A week before German Chancellor Angela Merkel’s visit to New Delhi on 31 May, “Germany modified its export control legislations vis-a-vis India”, Matussek told reporters.
“We have repealed our national restrictions for export of goods of nuclear power plants. India was removed from a list of countries subject to national export control restrictions. Now India will be treated by us just like any EU (European Union) country,” he said. The step was in recognition of India’s “excellent non-proliferation record” and added a “new cornerstone to our strong strategic partnership”, the ambassador said.
This follows a decision by Germany to shut down all its atomic plants by 2022, based on the recommendations of an expert commission to review the safety of atomic power plants after some units of Japan’s Fukushima Dai-chi nuclear power plant started leaking radiation after being crippled by a tsunami triggered by a 11 March earthquake. But the move paves the way for German companies such as Siemens AG to export critical and sensitive civil nuclear safety equipment to India, which included nuclear power as a component of its energy mix needed to fuel its economic growth. According to Prime Minister Singh, India currently produces only 5,000 megawatts (MW) of nuclear power but has plans to increase it to 20,000MW by 2020.
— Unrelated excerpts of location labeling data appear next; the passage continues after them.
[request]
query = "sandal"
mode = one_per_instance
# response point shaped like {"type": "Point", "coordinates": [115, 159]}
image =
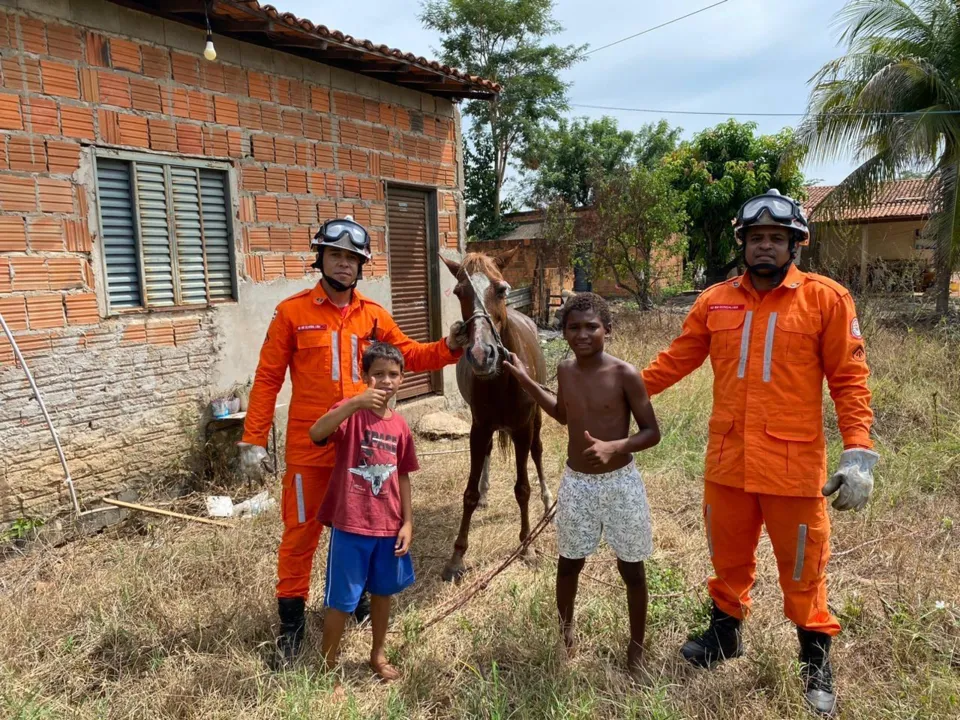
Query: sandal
{"type": "Point", "coordinates": [385, 671]}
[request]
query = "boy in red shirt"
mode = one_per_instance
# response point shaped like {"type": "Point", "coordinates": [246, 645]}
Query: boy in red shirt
{"type": "Point", "coordinates": [367, 505]}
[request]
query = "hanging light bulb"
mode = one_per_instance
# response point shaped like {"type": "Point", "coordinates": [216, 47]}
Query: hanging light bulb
{"type": "Point", "coordinates": [209, 51]}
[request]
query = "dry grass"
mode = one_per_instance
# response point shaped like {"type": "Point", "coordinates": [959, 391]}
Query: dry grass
{"type": "Point", "coordinates": [173, 621]}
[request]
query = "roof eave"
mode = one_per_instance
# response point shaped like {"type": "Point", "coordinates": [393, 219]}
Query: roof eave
{"type": "Point", "coordinates": [247, 21]}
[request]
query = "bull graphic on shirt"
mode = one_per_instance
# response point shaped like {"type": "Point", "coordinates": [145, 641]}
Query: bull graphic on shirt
{"type": "Point", "coordinates": [376, 475]}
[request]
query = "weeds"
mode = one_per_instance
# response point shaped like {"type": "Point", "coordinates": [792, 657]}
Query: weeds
{"type": "Point", "coordinates": [177, 625]}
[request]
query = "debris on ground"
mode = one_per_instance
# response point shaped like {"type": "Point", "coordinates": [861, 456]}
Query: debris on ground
{"type": "Point", "coordinates": [442, 426]}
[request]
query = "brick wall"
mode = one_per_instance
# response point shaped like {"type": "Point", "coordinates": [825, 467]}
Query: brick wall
{"type": "Point", "coordinates": [124, 391]}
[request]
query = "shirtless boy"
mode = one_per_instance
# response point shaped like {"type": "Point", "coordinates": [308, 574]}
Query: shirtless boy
{"type": "Point", "coordinates": [602, 491]}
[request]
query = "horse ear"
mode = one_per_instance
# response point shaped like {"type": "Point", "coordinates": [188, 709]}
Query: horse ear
{"type": "Point", "coordinates": [504, 258]}
{"type": "Point", "coordinates": [452, 265]}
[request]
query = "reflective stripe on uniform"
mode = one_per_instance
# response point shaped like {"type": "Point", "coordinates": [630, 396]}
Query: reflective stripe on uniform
{"type": "Point", "coordinates": [745, 344]}
{"type": "Point", "coordinates": [768, 346]}
{"type": "Point", "coordinates": [335, 359]}
{"type": "Point", "coordinates": [301, 508]}
{"type": "Point", "coordinates": [801, 552]}
{"type": "Point", "coordinates": [710, 530]}
{"type": "Point", "coordinates": [354, 346]}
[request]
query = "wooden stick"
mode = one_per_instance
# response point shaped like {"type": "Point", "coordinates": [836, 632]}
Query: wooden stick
{"type": "Point", "coordinates": [443, 452]}
{"type": "Point", "coordinates": [168, 513]}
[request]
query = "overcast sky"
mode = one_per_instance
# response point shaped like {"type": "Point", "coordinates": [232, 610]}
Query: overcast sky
{"type": "Point", "coordinates": [742, 56]}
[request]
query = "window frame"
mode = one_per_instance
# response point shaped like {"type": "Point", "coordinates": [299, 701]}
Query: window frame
{"type": "Point", "coordinates": [167, 161]}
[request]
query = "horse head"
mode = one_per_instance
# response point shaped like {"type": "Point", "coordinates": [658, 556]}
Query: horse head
{"type": "Point", "coordinates": [483, 305]}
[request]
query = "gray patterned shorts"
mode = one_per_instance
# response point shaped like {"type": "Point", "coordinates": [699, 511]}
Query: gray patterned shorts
{"type": "Point", "coordinates": [613, 504]}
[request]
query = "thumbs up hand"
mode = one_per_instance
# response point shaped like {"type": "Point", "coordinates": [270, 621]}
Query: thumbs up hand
{"type": "Point", "coordinates": [598, 453]}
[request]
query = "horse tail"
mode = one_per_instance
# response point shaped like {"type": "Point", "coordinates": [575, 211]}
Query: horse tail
{"type": "Point", "coordinates": [503, 441]}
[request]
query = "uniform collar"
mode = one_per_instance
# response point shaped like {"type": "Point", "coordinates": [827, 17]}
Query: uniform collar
{"type": "Point", "coordinates": [319, 296]}
{"type": "Point", "coordinates": [793, 279]}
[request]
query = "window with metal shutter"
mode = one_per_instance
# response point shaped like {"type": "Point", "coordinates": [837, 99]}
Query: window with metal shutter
{"type": "Point", "coordinates": [215, 201]}
{"type": "Point", "coordinates": [119, 233]}
{"type": "Point", "coordinates": [189, 237]}
{"type": "Point", "coordinates": [167, 233]}
{"type": "Point", "coordinates": [408, 237]}
{"type": "Point", "coordinates": [155, 241]}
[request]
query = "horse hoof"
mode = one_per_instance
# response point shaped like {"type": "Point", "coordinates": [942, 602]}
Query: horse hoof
{"type": "Point", "coordinates": [453, 573]}
{"type": "Point", "coordinates": [547, 503]}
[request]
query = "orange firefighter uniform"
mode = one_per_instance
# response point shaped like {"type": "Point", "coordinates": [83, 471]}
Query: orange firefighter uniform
{"type": "Point", "coordinates": [766, 453]}
{"type": "Point", "coordinates": [322, 345]}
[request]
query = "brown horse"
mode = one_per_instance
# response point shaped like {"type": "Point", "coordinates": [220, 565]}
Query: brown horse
{"type": "Point", "coordinates": [497, 402]}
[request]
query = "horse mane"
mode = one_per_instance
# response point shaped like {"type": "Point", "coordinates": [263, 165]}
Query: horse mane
{"type": "Point", "coordinates": [481, 262]}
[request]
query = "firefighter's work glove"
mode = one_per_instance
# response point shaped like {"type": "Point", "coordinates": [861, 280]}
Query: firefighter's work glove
{"type": "Point", "coordinates": [854, 479]}
{"type": "Point", "coordinates": [252, 459]}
Matussek, who was briefing reporters on the outcome of Merkel’s visit, said Germany supported India’s entry into international bodies framing the rules for the trade in nuclear and dual-use equipment and knowhow such as the Nuclear Suppliers Group, the Wassenaar Group and the Australia group. But he urged India to sign the Comprehensive Test Ban Treaty (CTBT)—an international pact that prohibits member states from testing nuclear weapons. India, which conducted nuclear tests in 1974 and in 1998, has resisted pressure from the international community to sign either the CTBT or the nuclear Non-Proliferation Treaty. But the difference of views was not an irritant in India-Germany ties that span education, science and technology to defence and strategic issues, the ambassador indicated.
Matussek, however, urged India not to carry out the death penalty awarded to Devinder Pal Singh Bhullar, whom Indian courts found guilty of conspiracy in the 1993 September Delhi bomb blast case that targeted then youth Congress leader Maninder Singh Bitta.
Bhullar was deported from Frankfurt after his application seeking political asylum was rejected by German authorities, but the decision was declared illegal by a Frankfurt court two years later. India’s President Pratibha Patil recently rejected his mercy petition.
“Our government together with the European Union is certainly going to make the appeal not to execute the capital punishment. The EU high representative Catherine Ashton has written to the home minister in this regard,” Matussek said. Germany and many EU countries have abolished the death penalty.
On a proposal to remove the Taliban from a list of groups that are subject to United Nations sanctions following the 2001 attacks in the US, Matussek said the move was aimed at helping the “reconciliation process” between the Afghan government and the rebels.
“We feel that if the Afghans feel that the reconciliation process is easier, then you take the Taliban off the list,” Matussek said. India, which suspects the Taliban of having links with Pakistan military spy agency the Inter-Services Intelligence (ISI), is uncomfortable with the move. India blames the ISI for the 2008 Mumbai attacks and for fomenting insurgency in Kashmir.
Germany’s ambassador to the UN Peter Wittig chairs the Security Council committee that currently monitors sanctions against the groups. Afghan President Hamid Karzai has been making peace overtures to members of the Taliban, which ruled Afghanistan for five years and sheltered the Al Qaeda before being driven out of power in the US-led invasion in late 2001. The Taliban has long demanded removal from the sanctions list to help promote reconciliation. The US and Afghan governments have said they are willing to reconcile with Taliban members who renounce violence, embrace the Afghan constitution, and sever ties with the Al Qaeda.